Portugal zog sich überstürzt zurück, entliess seine letzten Kolonien Guinea, Angola und Moçambique auf dem afrikanischen Kontinent in die Unabhängigkeit – und hinterliess vielerorts Chaos und Zerstörung. In Angola folgte ein jahrzehntelanger Bürgerkrieg.
Streit um Denkmal
Während die Nelkenrevolution in Portugal heute omnipräsent ist, tut sich das Land mit der Erinnerung an die Kolonialgeschichte immer noch schwer. Auf der einen Seite werden an den Hochschulen kritische Debatten lauter, das Land ist heute stark multikulturell geprägt. Portugies:innen mit afrikanischen Wurzeln, NGOs und linke Parteien kämpfen seit langem für eine zeitgemässe Erinnerungskultur. Im April 2023 sagte Staatspräsident Marcelo Rebelo de Sousa, Portugal solle sich für seine zentrale Rolle im transatlantischen Sklav:innenhandel entschuldigen und sich seiner Geschichte stellen. Auf der anderen Seite verdrängen weite Teile der Bevölkerung immer noch die Verbrechen der Kolonialzeit. Die rechtspopulistische Chega-Partei macht Stimmung gegen eine Neubewertung der Geschichte. Und das Selbstverständnis als Entdeckernation und mythische Verklärungen einer angeblich glorreichen Vergangenheit verhindern oftmals einen realistischen Blick.

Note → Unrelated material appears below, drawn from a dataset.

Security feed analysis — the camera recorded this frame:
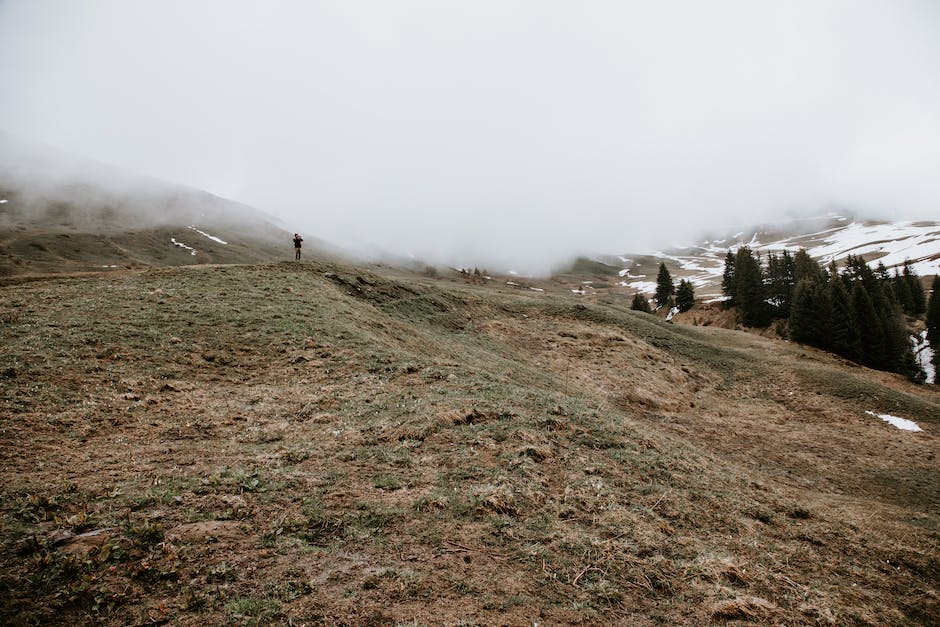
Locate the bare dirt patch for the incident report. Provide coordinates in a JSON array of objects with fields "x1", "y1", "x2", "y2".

Das schwierige Erbe zeigt auch die Debatte um ein Bauwerk am Ufer des Tejo in der Hauptstadt Lissabon. Das «Denkmal der Entdeckungen» wurde 1960 errichtet, zur Hochzeit der Diktatur. Es ist eine in Beton gegossene, 56 Meter hohe Hommage an Heinrich den Seefahrer, den Initiator der portugiesischen Entdeckungsreisen im 15. Jahrhundert. Das Monument fehlt in keinem Reiseführer. Für die einen ist das Denkmal das Relikt einer stolzen Seefahrernation. Für die anderen ist es ein Monument der Schande. Einige Aktivist:innen wollen es abreissen lassen, mehrfach wurde es beschmiert. Auf einem Graffito hiess es: «Die Menschheit segelt blindlings nach Geld und ertrinkt in einem scharlachroten Meer.» Es wurde inzwischen entfernt.